Heat rash (miliaria rubra), also referred to as heat rash, may be a rash of small red bumps caused by blockage of the sweat glands. It is often thanks to high fever, excessive sweating, or being over-bundled. It is commonly seen in hot, humid tropical climates. It can cause discomfort, itching, and, sometimes, stinging or "prickly"-type pain.
Who's at risk?
Heat rash is more common in hot, humid tropical climates. Someone who is new to such an environment is especially vulnerable. Heat rash is often thanks to high fever, excessive sweating, or being over-bundled. It occurs in individuals of all races, although to a lesser degree in Asians. Infants are the foremost commonly affected as they're subject to over-bundling out of concern for warmth loss after birth.
Signs and Symptoms
Heat rash can occur after exposure to hot conditions. There are often many small, red bumps everywhere the body. The bumps of warmth rash usually occur in highest concentration in covered areas where there's tons of friction, like the neck, chest, and body folds. The face, palms, and soles are generally not suffering from prickly heat . The rash can cause intense itching and stinging, which may become worsened by heat. The individual may feel fatigued and become impatient of heat due to little or no sweating at the affected areas.

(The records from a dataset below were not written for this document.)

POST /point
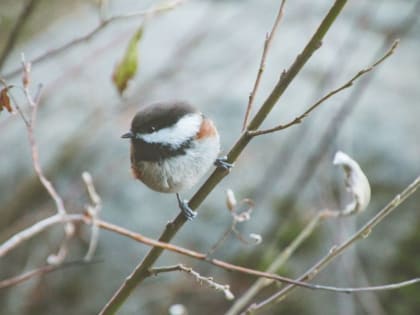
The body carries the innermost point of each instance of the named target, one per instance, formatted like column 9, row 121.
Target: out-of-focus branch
column 261, row 283
column 267, row 43
column 346, row 85
column 160, row 8
column 14, row 34
column 93, row 210
column 335, row 251
column 30, row 126
column 141, row 271
column 37, row 228
column 37, row 272
column 56, row 219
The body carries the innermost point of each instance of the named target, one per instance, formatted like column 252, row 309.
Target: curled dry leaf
column 5, row 100
column 127, row 67
column 356, row 183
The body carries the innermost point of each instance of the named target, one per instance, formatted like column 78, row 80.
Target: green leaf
column 127, row 67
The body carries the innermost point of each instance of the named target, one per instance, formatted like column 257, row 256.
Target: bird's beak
column 128, row 135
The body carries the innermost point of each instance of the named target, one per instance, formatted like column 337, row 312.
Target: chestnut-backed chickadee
column 172, row 147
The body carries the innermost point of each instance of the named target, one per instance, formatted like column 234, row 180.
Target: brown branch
column 335, row 251
column 225, row 288
column 35, row 229
column 56, row 219
column 346, row 85
column 14, row 34
column 169, row 5
column 140, row 271
column 37, row 272
column 267, row 43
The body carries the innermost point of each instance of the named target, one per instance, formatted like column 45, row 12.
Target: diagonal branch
column 335, row 251
column 141, row 271
column 267, row 43
column 166, row 6
column 346, row 85
column 14, row 34
column 42, row 225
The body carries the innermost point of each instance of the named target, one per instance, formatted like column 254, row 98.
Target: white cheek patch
column 187, row 127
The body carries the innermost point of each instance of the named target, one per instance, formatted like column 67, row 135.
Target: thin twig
column 42, row 225
column 225, row 288
column 232, row 228
column 37, row 272
column 346, row 85
column 30, row 127
column 35, row 229
column 267, row 43
column 166, row 6
column 335, row 251
column 14, row 34
column 261, row 283
column 141, row 271
column 93, row 210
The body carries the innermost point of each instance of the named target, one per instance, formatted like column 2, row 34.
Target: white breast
column 183, row 171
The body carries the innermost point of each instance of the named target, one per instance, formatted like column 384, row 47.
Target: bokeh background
column 207, row 52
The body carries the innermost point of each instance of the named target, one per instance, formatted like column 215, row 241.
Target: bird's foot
column 223, row 163
column 185, row 209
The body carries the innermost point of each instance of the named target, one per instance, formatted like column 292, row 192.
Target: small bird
column 172, row 146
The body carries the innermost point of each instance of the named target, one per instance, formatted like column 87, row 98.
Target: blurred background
column 208, row 52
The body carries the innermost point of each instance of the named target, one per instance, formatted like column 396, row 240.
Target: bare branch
column 225, row 288
column 37, row 272
column 140, row 272
column 93, row 210
column 346, row 85
column 165, row 6
column 35, row 229
column 267, row 43
column 335, row 251
column 14, row 34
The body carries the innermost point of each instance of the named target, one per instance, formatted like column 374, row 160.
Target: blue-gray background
column 208, row 52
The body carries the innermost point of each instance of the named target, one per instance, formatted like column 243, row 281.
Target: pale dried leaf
column 356, row 183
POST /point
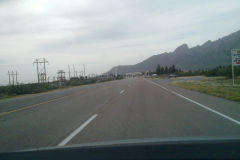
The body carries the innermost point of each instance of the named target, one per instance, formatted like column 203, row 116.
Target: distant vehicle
column 172, row 75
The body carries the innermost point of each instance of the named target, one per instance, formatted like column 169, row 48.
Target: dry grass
column 220, row 87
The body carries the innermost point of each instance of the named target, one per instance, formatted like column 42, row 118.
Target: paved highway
column 132, row 108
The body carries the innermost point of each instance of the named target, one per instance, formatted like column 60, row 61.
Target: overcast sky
column 104, row 33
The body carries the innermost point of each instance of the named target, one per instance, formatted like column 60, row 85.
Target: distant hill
column 208, row 55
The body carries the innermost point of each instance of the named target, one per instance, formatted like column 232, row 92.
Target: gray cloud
column 106, row 32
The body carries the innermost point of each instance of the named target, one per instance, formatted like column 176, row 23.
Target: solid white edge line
column 76, row 131
column 122, row 91
column 199, row 104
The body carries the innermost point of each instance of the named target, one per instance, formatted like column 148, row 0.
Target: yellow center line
column 34, row 105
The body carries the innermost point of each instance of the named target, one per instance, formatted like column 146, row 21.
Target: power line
column 42, row 76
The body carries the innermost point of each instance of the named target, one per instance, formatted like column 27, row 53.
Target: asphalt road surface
column 133, row 108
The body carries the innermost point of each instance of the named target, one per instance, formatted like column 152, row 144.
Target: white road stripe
column 199, row 104
column 122, row 91
column 76, row 131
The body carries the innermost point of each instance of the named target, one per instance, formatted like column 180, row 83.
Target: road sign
column 235, row 60
column 235, row 57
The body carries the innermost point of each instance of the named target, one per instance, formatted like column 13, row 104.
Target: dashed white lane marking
column 76, row 131
column 122, row 91
column 199, row 104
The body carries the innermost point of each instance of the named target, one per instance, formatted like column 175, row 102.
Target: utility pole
column 84, row 70
column 16, row 78
column 9, row 83
column 13, row 77
column 44, row 74
column 74, row 71
column 69, row 72
column 36, row 61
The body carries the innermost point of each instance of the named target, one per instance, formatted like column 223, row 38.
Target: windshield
column 83, row 71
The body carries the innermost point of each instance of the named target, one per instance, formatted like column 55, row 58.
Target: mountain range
column 208, row 55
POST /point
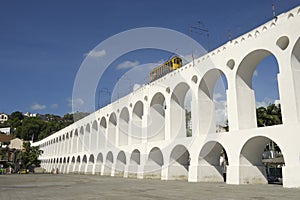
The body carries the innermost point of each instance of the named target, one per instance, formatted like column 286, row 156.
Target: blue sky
column 43, row 43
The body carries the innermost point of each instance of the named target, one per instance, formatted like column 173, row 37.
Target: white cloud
column 255, row 73
column 54, row 106
column 128, row 64
column 136, row 86
column 218, row 96
column 75, row 103
column 38, row 106
column 96, row 54
column 266, row 102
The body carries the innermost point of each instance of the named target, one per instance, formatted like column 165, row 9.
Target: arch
column 120, row 164
column 86, row 137
column 93, row 139
column 89, row 167
column 123, row 126
column 81, row 139
column 295, row 62
column 102, row 133
column 136, row 125
column 154, row 164
column 195, row 79
column 99, row 163
column 100, row 158
column 77, row 163
column 212, row 101
column 103, row 123
column 108, row 164
column 78, row 159
column 95, row 125
column 83, row 164
column 246, row 103
column 134, row 162
column 121, row 157
column 181, row 111
column 135, row 157
column 156, row 129
column 212, row 162
column 91, row 159
column 112, row 129
column 75, row 142
column 179, row 163
column 291, row 15
column 84, row 159
column 254, row 156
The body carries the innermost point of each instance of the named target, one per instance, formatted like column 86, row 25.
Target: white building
column 6, row 130
column 143, row 134
column 16, row 144
column 3, row 117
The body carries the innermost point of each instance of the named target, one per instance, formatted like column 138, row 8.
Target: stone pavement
column 65, row 187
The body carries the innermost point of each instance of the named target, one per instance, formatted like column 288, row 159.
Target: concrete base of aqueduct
column 114, row 141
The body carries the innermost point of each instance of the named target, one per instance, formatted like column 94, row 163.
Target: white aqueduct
column 143, row 134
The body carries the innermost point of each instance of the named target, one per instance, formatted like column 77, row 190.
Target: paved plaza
column 63, row 187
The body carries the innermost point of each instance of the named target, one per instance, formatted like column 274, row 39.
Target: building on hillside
column 3, row 117
column 5, row 138
column 6, row 130
column 16, row 144
column 28, row 114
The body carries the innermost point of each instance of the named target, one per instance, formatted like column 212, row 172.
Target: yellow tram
column 170, row 65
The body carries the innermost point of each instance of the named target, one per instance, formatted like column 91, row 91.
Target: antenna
column 201, row 30
column 229, row 34
column 273, row 10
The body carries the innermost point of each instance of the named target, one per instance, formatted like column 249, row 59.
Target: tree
column 269, row 116
column 29, row 156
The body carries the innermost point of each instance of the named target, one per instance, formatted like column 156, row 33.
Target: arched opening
column 89, row 169
column 156, row 125
column 75, row 142
column 108, row 164
column 112, row 130
column 99, row 163
column 134, row 163
column 77, row 164
column 154, row 164
column 83, row 164
column 181, row 118
column 102, row 133
column 295, row 61
column 256, row 86
column 93, row 139
column 87, row 137
column 212, row 163
column 179, row 163
column 123, row 127
column 136, row 125
column 120, row 164
column 81, row 139
column 212, row 101
column 261, row 162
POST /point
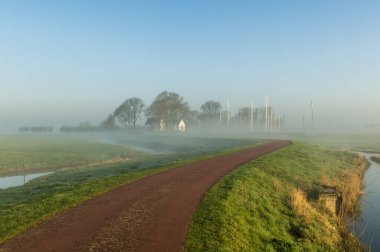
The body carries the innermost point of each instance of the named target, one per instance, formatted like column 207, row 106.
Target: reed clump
column 308, row 214
column 349, row 188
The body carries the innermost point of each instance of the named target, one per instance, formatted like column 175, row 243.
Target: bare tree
column 170, row 107
column 129, row 112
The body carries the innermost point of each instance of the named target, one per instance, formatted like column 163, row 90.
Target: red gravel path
column 151, row 214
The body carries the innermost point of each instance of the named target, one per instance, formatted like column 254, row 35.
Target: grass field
column 24, row 207
column 30, row 153
column 250, row 210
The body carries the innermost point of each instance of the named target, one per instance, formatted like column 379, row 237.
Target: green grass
column 25, row 153
column 20, row 153
column 249, row 209
column 26, row 206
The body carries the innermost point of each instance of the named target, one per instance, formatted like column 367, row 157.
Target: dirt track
column 151, row 214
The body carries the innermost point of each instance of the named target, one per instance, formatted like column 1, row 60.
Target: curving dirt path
column 151, row 214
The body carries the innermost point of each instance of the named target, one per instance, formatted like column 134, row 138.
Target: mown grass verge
column 252, row 208
column 24, row 207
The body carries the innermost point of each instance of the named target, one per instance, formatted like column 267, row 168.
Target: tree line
column 36, row 129
column 169, row 108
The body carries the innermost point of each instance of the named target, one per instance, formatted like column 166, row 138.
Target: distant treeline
column 169, row 108
column 36, row 129
column 84, row 126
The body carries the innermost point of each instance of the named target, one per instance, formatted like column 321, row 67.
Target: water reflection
column 12, row 181
column 367, row 227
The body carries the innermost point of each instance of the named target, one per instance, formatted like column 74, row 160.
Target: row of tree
column 36, row 129
column 170, row 108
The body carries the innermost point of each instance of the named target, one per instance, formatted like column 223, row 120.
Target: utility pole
column 303, row 124
column 228, row 114
column 266, row 114
column 312, row 116
column 251, row 117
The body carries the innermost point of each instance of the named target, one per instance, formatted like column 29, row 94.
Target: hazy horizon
column 63, row 63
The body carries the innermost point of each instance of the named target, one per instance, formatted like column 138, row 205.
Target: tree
column 210, row 110
column 170, row 107
column 129, row 112
column 109, row 122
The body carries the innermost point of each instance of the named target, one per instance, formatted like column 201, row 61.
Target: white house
column 182, row 126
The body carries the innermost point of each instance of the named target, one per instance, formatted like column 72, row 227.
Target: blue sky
column 63, row 62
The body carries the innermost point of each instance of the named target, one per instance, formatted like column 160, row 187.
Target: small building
column 182, row 126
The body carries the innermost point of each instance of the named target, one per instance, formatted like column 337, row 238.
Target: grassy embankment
column 22, row 153
column 26, row 206
column 270, row 204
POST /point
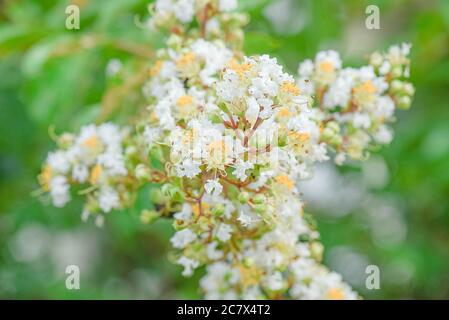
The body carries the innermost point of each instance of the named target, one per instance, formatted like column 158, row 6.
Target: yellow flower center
column 366, row 88
column 249, row 275
column 153, row 117
column 240, row 69
column 290, row 87
column 327, row 66
column 196, row 208
column 184, row 101
column 154, row 70
column 285, row 181
column 300, row 137
column 45, row 177
column 92, row 142
column 335, row 294
column 186, row 59
column 95, row 174
column 284, row 112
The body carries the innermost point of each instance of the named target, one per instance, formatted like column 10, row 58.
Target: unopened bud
column 243, row 197
column 143, row 172
column 259, row 199
column 404, row 102
column 149, row 216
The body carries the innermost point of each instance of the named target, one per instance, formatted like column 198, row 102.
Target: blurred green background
column 392, row 211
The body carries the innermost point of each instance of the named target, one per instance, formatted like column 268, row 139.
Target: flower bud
column 404, row 102
column 218, row 210
column 143, row 172
column 243, row 197
column 260, row 208
column 149, row 216
column 396, row 86
column 156, row 196
column 259, row 199
column 396, row 72
column 317, row 250
column 409, row 89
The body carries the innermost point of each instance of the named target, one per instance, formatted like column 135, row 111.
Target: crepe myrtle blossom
column 359, row 103
column 222, row 143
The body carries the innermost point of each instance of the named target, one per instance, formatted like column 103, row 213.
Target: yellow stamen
column 290, row 87
column 299, row 136
column 249, row 275
column 186, row 59
column 156, row 69
column 153, row 117
column 335, row 294
column 240, row 69
column 45, row 177
column 91, row 142
column 327, row 66
column 95, row 174
column 196, row 208
column 285, row 181
column 366, row 87
column 184, row 101
column 284, row 112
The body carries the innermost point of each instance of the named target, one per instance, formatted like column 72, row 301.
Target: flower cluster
column 94, row 160
column 224, row 141
column 358, row 103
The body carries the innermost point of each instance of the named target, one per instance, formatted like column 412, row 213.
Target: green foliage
column 55, row 78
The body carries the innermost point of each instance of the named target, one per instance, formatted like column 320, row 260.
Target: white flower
column 113, row 164
column 182, row 238
column 59, row 162
column 361, row 121
column 245, row 219
column 212, row 252
column 59, row 191
column 274, row 281
column 252, row 112
column 188, row 168
column 305, row 69
column 224, row 232
column 383, row 135
column 189, row 265
column 240, row 169
column 185, row 214
column 227, row 5
column 108, row 199
column 80, row 173
column 184, row 10
column 213, row 187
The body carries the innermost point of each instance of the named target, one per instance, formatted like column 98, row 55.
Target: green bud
column 243, row 197
column 396, row 86
column 333, row 126
column 304, row 238
column 218, row 210
column 396, row 72
column 143, row 172
column 156, row 196
column 259, row 199
column 336, row 140
column 328, row 134
column 169, row 190
column 409, row 89
column 203, row 223
column 404, row 102
column 260, row 208
column 149, row 216
column 131, row 151
column 317, row 250
column 282, row 141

Prevention and treatment of warmth rash contains controlling heat and humidity. Acetaminophen or ibuprofen can help to scale back fever, which may be a causative agent within the development of the rash. Remove any occlusive clothing, limit activity, and seek air con or any cooler environment. Cool compresses can also help with the discomfort. Heat rash usually resolves once people move to a cooler environment. Make sure to drink lots of fluids.
When to Seek Medical Care
The most common complications from prickly heat include secondary infection from scratching and warmth exhaustion.
Although uncommon, infected areas thanks to breaks within the skin caused by scratching may have antibiotic treatment for resolution. Seek care if the rash develops pus, redness, crusting, swelling, or tenderness.
In cases of warmth exhaustion, the skin will appear hot and flushed with none sweat. The person may complain of dizziness, nausea, weakness, headache, confusion, or difficulty breathing. Heat exhaustion can reach heat stroke, so medical aid should be obtained directly . Symptoms of warmth stroke include a really heat of 105°F or greater, decreased or loss of consciousness, or seizure.
While awaiting medical aid , get the affected person indoors or under shade, undress them, and apply cool compresses to the body.
Treatments Your Physician May Prescribe
If there are signs of secondary bacterial skin infection related to the warmth rash or otherwise, oral or topical antibiotics could also be given.
Dehydration may be treated with intravenous fluids, especially if there is vomiting. Heat stroke is treated by trying to quickly reduce the core temperature to normal. Immersion, evaporative, or invasive cooling techniques could also be utilized in addition to rapid administration of intravenous fluids. This type of care is administered within a hospital setting.